Answer
The quadratic formula is $x=\dfrac{-b\pm \sqrt{b^2-4bc}}{2a}$, which can be derived as shown below.
Work Step by Step
The given quadratic equation $ax^2+bx+c=0$ can give quadratic formula as follows:
Step 1: Divide throughout by $a$.
$\Rightarrow x^2+\dfrac{b}{a}x+\dfrac{c}{a}=0$
Step 2: Add as well as subtract $\left(\dfrac{\text{Coefficient of x}}{2}\right)^2=\left(\dfrac{\frac{b}{a}}{2}\right)^2=\left(\dfrac{b}{2a}\right)^2$.
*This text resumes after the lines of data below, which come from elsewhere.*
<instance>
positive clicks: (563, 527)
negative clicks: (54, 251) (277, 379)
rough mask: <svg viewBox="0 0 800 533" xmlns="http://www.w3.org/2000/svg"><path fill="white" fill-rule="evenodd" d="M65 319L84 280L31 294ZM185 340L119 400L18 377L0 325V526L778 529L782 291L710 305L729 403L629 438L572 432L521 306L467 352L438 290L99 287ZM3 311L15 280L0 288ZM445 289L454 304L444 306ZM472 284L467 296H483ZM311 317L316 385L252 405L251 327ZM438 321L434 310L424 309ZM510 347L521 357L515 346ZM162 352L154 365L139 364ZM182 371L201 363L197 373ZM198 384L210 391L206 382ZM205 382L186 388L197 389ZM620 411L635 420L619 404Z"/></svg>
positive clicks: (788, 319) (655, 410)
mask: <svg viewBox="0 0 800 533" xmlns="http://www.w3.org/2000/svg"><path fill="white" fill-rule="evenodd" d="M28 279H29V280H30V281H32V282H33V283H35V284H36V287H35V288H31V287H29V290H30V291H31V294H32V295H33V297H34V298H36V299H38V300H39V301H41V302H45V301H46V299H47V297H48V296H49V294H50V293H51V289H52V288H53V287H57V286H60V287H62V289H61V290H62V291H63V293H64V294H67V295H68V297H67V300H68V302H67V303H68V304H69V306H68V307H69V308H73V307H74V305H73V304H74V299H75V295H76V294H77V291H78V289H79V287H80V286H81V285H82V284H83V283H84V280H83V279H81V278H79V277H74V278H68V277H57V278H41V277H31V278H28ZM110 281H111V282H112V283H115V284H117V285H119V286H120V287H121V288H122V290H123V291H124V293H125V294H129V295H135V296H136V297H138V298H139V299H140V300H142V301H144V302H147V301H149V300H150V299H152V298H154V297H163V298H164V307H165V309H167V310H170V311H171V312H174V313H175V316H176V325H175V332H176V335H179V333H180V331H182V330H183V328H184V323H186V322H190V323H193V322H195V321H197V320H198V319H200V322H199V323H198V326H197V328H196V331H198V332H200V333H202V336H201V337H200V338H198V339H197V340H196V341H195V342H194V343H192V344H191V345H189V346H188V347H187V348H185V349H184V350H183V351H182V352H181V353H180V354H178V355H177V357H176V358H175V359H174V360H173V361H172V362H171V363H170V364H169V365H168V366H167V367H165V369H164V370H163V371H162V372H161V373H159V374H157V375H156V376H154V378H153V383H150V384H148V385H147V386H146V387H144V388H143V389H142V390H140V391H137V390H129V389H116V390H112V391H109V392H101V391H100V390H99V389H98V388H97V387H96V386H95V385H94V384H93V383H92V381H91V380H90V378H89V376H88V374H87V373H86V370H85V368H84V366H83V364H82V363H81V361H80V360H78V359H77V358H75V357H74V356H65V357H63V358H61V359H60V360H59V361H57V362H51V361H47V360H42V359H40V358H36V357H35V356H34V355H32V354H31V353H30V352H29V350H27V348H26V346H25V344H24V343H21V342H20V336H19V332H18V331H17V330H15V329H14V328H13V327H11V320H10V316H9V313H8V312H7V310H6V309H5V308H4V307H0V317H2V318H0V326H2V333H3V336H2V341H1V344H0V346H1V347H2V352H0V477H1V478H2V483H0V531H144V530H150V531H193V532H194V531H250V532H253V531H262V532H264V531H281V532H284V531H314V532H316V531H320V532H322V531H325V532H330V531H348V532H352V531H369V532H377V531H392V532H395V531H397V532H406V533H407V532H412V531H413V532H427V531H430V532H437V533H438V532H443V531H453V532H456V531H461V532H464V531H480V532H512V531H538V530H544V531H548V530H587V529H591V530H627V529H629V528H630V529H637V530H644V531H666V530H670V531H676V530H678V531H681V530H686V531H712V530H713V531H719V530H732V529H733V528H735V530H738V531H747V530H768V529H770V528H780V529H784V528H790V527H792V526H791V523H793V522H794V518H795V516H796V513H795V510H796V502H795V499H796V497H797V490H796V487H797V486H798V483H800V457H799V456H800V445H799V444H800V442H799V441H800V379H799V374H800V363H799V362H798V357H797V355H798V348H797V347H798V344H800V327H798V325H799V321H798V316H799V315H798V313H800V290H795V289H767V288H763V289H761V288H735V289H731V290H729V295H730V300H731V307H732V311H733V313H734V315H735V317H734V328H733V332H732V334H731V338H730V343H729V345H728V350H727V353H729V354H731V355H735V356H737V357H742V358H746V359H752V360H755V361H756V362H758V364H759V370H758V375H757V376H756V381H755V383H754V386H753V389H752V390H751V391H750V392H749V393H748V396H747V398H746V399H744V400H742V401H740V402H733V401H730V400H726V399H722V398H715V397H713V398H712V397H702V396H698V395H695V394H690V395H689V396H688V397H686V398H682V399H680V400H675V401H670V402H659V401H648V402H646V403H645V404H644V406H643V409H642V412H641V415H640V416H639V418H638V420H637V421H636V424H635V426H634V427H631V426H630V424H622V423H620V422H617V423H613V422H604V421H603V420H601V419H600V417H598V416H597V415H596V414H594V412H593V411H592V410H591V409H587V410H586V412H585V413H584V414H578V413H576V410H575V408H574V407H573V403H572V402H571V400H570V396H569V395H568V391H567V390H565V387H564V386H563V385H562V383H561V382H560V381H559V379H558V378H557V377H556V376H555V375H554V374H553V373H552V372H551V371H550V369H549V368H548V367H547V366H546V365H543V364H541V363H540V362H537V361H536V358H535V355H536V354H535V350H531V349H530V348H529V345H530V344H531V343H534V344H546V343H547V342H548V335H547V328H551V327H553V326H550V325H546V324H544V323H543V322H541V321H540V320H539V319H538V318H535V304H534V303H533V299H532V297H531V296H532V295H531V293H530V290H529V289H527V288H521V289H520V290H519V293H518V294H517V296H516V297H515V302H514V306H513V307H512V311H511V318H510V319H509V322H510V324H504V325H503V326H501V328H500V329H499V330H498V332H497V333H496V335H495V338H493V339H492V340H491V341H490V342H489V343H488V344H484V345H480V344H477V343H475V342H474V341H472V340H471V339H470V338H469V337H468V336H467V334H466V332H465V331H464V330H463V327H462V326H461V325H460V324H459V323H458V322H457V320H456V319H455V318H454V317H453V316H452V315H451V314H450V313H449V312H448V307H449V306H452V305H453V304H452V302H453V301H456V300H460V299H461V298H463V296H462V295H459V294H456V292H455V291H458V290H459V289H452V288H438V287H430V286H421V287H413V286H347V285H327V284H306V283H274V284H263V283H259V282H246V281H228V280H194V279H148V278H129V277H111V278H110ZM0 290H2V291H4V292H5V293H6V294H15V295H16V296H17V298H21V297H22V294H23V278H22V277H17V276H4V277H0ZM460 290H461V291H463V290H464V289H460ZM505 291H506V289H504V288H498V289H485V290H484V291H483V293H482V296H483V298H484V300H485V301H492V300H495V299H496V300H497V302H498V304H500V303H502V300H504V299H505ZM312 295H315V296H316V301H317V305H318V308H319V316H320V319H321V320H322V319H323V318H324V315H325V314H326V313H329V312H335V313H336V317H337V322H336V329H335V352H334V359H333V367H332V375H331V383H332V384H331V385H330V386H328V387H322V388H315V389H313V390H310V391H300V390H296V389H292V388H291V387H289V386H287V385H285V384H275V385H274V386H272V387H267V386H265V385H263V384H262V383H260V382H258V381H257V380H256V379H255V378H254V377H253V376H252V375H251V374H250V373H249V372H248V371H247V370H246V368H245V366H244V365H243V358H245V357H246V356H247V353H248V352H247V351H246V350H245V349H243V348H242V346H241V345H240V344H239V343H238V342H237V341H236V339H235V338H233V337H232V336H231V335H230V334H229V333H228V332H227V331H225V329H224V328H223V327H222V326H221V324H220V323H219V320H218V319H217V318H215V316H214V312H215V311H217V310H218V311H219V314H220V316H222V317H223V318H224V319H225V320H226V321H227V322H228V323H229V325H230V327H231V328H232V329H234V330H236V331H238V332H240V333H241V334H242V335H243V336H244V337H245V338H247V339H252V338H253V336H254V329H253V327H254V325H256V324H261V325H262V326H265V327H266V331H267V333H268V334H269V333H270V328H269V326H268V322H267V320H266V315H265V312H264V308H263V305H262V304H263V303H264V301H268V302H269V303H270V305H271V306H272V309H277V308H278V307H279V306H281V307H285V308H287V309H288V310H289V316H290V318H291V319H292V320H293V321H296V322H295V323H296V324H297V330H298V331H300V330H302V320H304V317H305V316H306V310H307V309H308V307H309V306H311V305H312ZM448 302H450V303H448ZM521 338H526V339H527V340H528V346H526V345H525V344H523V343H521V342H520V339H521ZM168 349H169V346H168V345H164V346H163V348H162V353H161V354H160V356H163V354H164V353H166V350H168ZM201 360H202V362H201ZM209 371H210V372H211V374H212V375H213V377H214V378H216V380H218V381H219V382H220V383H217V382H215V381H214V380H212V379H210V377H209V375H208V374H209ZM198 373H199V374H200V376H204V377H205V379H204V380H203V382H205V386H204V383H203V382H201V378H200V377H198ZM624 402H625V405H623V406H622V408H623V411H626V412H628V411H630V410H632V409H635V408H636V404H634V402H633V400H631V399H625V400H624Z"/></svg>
$\Rightarrow x^2+\dfrac{b}{a}x+\left(\dfrac{b}{2a}\right)^2-\left(\dfrac{b}{2a}\right)^2 +\dfrac{c}{a}=0$
Step 3: Multiply and divide the term with $x$ by 2.
$\Rightarrow x^2+2\cdot\dfrac{b}{2a}\cdot x+\left(\dfrac{b}{2a}\right)^2-\left(\dfrac{b}{2a}\right)^2 +\dfrac{c}{a}=0$
Step 4: Compress the perfect square as follows:
$\left(x+\dfrac{b}{2a}\right)^2-\left(\dfrac{b}{2a}\right)^2 +\dfrac{c}{a}=0$
Step 5: Now, solve for $x$ as follows:
$\Rightarrow \left(x+\dfrac{b}{2a}\right)^2-\dfrac{b^2}{4a^2} +\dfrac{c}{a}=0$
$\Rightarrow\left(x+\dfrac{b}{2a}\right)^2=\dfrac{b^2}{4a^2} -\dfrac{c}{a}$
$\Rightarrow\left(x+\dfrac{b}{2a}\right)^2=\dfrac{b^2-4ac}{4a^2}$
$\Rightarrow x+\dfrac{b}{2a}=\pm\dfrac{\sqrt{b^2-4ac}}{2a}$
$\Rightarrow x= -\dfrac{b}{2a}\pm\dfrac{\sqrt{b^2-4ac}}{2a}$
$\Rightarrow x= \dfrac{-b\pm\sqrt{b^2-4ac}}{2a}$, which is the required quadratic formula.